Semyon Pastukh graduated from the Leningrad State Cherkasov Institute of Theatre, Music and Cinema in 1975, specialising in set design. From 1976, he worked as a set designer in theatres throughout the Soviet Union including the Bolshoi Theatre, the State Academic Kirov Theatre of Opera and Ballet (today the Mariinsky Theatre) and the Leningrad Maly Drama Theatre. From 1980–1991 he was Principal Designer at the Leningrad State Academic Maly Theatre of Opera and Ballet (today the Mikhailovsky Theatre). From 1981–1983 he taught at the Faculty of Musical Theatre Directing of the Leningrad State Rimsky-Korsakov Conservatory. He has lived and worked in the USA since 1992, though he maintains links with Russian theatre companies.
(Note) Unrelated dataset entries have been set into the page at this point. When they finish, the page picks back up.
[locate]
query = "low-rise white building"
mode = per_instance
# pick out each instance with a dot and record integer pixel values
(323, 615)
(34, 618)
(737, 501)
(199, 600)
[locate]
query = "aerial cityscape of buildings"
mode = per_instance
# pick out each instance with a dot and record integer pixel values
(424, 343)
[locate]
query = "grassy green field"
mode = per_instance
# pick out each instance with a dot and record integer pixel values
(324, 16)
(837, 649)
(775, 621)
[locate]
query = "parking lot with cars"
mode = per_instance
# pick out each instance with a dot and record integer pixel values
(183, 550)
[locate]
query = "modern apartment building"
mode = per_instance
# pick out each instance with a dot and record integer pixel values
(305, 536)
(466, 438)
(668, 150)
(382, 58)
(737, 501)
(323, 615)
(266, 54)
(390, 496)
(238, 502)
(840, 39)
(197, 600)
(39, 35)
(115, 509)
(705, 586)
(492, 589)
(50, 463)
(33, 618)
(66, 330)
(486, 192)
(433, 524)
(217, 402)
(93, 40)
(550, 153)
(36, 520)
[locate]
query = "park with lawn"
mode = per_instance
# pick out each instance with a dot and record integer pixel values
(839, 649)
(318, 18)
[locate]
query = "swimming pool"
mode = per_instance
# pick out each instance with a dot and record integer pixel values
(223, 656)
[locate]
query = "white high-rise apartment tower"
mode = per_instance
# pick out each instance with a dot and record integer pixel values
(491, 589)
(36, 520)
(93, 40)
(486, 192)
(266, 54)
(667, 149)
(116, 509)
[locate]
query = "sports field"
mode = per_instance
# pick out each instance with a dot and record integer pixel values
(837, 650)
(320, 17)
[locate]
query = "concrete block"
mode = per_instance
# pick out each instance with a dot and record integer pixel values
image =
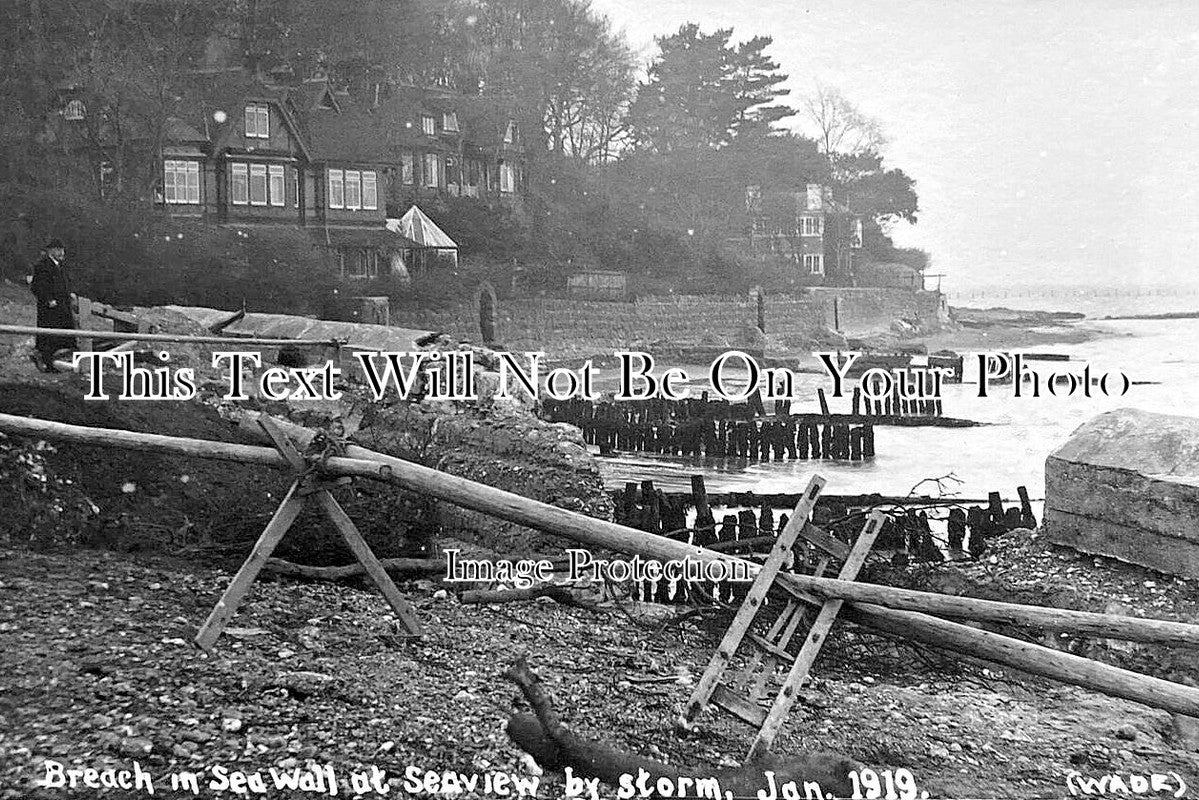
(1126, 485)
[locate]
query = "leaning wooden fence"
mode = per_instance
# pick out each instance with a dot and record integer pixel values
(890, 609)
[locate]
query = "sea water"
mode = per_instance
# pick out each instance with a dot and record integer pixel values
(1007, 452)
Semyon Pastukh has worked on over two hundred theatre productions including the ballets The Fairy Hill, The Hussar’s Ballad, Swan Lake and Harlequinade at the Mariinsky Theatre, The Hussar’s Ballad and The Bolt at the Bolshoi Theatre and the operas Eugene Onegin, The Queen of Spades, Iolanta, Boris Godunov and Khovanshchina at the Leningrad State Academic Maly Theatre of Opera and Ballet. Semyon Pastukh’s set designs for a production of Sergei Slonimsky’s Mary Stuart staged by Stanislav Gaudasinsky at the Leningrad Maly Theatre of Opera and Ballet received the State Prize of Russia in 1983. Semyon Pastukh has designed productions of La Sylphide, Chopiniana and Paquita for the National Opera of Bulgaria as well as Swan Lake, The Nutcracker and The Sleeping Beauty for the Universal Ballet Company (Seoul, South Korea).
Semyon Pastukh has frequently worked successfully with theatres in New York, Indianapolis, Chicago and Tokyo. His most recent works include productions of The Bolt (the Bolshoi Theatre, Moscow), The Brothers Karamazov (the National Theatre of Oslo, Norway), On the Dniepr (American Ballet Theatre, New York), The Demon (the Stanislavsky and Nemirovich-Danchenko Theatre, Moscow) and Romeo and Juliet (the Mikhailovsky Theatre, St Petersburg).
In 1999 Semyon Pastukh staged Semyon Kotko at the Mariinsky Theatre, followed by Otello in 2001. He was awarded the Golden Sofit, St Petersburg’s most prestigious theatre prize, and Russia’s Golden Mask theatre prize for his production of Semyon Kotko (2000). He has also received a Golden Mask for his production of The Bolt at the Bolshoi Theatre.